For decades, developers have made the same software design errors. The SOLID principles are coding standard created to avoid these known bad designs and help the new generations of developers with principles.
Principles
SOLID stands for:
- Single responsibility principle:
A class should have one, and only one, reason to change.
A component (class, struct, method…) should have one responsibility. One responsibility helps to develop manageable, maintainable, extendable, reusable and testable components. If you wonder how small your component should be, the smaller is your component the better it is so it is easier to manage, maintain, etc.
Once your code works, you should think about code organization. Look at your class and the way you can break it into small units with single responsibilities. it will help to understand the complexity of a component. Working with smaller components help to have well-defined and well-labeled components as well as reusability.
- Open-closed principle:
Entities should be open for extension, but closed for modification.
A component (class, module, method…) can never be 100% open-closed. The project backlogs tell you what change often, so components that will need modifications. In an ideal system, we incorporate new features by extending the system, not by making modifications to existing code.
- Liskov principle:
Let q(x) be a property provable about objects of x of type T. Then q(y) should be provable for objects y of type S where S is a subtype of T.
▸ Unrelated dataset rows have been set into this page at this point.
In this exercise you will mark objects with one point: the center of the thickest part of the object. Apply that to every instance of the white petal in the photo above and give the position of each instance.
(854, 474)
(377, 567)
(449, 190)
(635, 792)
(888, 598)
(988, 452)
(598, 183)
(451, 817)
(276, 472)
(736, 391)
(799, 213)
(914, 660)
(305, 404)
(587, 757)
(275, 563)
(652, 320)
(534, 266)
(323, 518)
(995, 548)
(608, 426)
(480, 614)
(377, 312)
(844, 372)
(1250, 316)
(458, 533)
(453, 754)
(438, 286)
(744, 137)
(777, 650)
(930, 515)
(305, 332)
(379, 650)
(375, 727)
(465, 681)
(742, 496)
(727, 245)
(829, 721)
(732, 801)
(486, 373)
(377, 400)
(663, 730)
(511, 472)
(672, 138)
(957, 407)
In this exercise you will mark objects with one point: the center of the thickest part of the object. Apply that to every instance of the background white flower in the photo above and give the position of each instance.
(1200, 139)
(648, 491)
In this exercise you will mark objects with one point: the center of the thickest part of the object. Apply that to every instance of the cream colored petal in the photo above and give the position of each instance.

It means that a method with a parameter could use the base/parent class or a subclass/derived class as the parameter type without breaking anything.
- Interface segregation principle:
A client should never be forced to implement an interface that it doesn’t use or clients shouldn’t be forced to depend on methods they do not use.
In a protocol, if your client doesn’t use all of the methods, it means that you should break down your protocol into smaller one.
- Dependency inversion principle:
Entities must depend on abstractions not on concretions. It states that the high level module must not depend on the low level module, but they should depend on abstractions.
High level modules are concrete type which contain implementation details. Low level modules are abstract classes/interfaces which represent concepts. Classes should depend upon abstractions, not on concrete details. Abstraction helps to isolate the impact of details change. The less you components are coupled, the more flexible and reusable you component is.